4 employees that really changed SAS
Painter Otto Nielsen helped give SAS its style. In the 47 years he worked for SAS, Nielsen designed 40-style SAS posters and 26 calendars, all with different travel themes. His last assignments included a wall decoration at the Danish Air Museum in Billund and a joint SAS/Tivoli poster for the famous Danish amusement park, which was made for its 150th jubilee.
Erik Ejsenhardt was in charge of the SAS dessert menu for 35 years. The Head Chef’s specialty was sweet figures baked in marzipan and chocolate. The year that SAS decided to serve cloudberry cake to their passengers in First Class, Ejsenhardt bought three tons of cloudberries – every cloudberry that was picked in Scandinavia that season!
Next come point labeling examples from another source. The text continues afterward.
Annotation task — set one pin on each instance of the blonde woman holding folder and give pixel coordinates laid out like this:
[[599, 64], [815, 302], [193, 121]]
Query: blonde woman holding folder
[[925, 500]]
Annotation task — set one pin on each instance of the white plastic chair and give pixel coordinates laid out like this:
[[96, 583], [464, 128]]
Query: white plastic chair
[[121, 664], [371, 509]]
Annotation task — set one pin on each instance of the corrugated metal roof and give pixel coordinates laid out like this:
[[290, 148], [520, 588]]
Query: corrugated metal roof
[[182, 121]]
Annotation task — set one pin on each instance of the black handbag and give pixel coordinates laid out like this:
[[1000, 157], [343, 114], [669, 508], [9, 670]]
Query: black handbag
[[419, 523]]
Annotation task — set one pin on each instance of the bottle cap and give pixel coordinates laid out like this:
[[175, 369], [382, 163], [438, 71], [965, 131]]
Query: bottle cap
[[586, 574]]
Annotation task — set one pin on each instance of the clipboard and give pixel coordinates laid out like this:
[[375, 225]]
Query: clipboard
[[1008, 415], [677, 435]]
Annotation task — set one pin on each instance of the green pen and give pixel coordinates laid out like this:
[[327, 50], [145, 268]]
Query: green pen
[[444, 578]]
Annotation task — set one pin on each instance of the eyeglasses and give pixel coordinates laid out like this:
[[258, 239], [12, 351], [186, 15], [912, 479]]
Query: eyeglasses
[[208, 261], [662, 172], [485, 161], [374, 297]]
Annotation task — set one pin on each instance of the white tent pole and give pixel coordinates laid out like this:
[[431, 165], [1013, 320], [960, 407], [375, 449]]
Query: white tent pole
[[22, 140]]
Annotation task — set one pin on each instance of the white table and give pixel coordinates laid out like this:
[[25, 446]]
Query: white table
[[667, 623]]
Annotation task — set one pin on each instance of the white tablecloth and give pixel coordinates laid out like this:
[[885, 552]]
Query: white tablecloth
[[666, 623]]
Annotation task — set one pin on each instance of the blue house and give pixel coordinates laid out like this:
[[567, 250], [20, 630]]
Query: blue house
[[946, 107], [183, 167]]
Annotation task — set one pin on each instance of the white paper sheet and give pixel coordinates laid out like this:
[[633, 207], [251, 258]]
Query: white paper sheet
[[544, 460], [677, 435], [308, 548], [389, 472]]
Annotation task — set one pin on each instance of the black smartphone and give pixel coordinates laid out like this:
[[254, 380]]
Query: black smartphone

Swedish flight attendant Birgitta Lindman made history in 1958 when she appeared on the cover of LIFE Magazine’s special aviation edition. Lindman beat flight attendants from 53 other airlines for the privilege. This was a huge PR coup for SAS. In the magazine, Lindman spoke about life as a stewardess and surprised many by revealing that it was not all about glamour.
Byron S. Cramblet
On September 17, 1946, the first SAS aircraft with passengers onboard took off. Pilot Byron S. Cramblet sat in the cockpit. He worked for ABA (a Swedish airline that later became a part of SAS) and he trained throughout 1946 flying test flights to New York until September when he had the honor of maneuvering the first ever SAS commercial flight.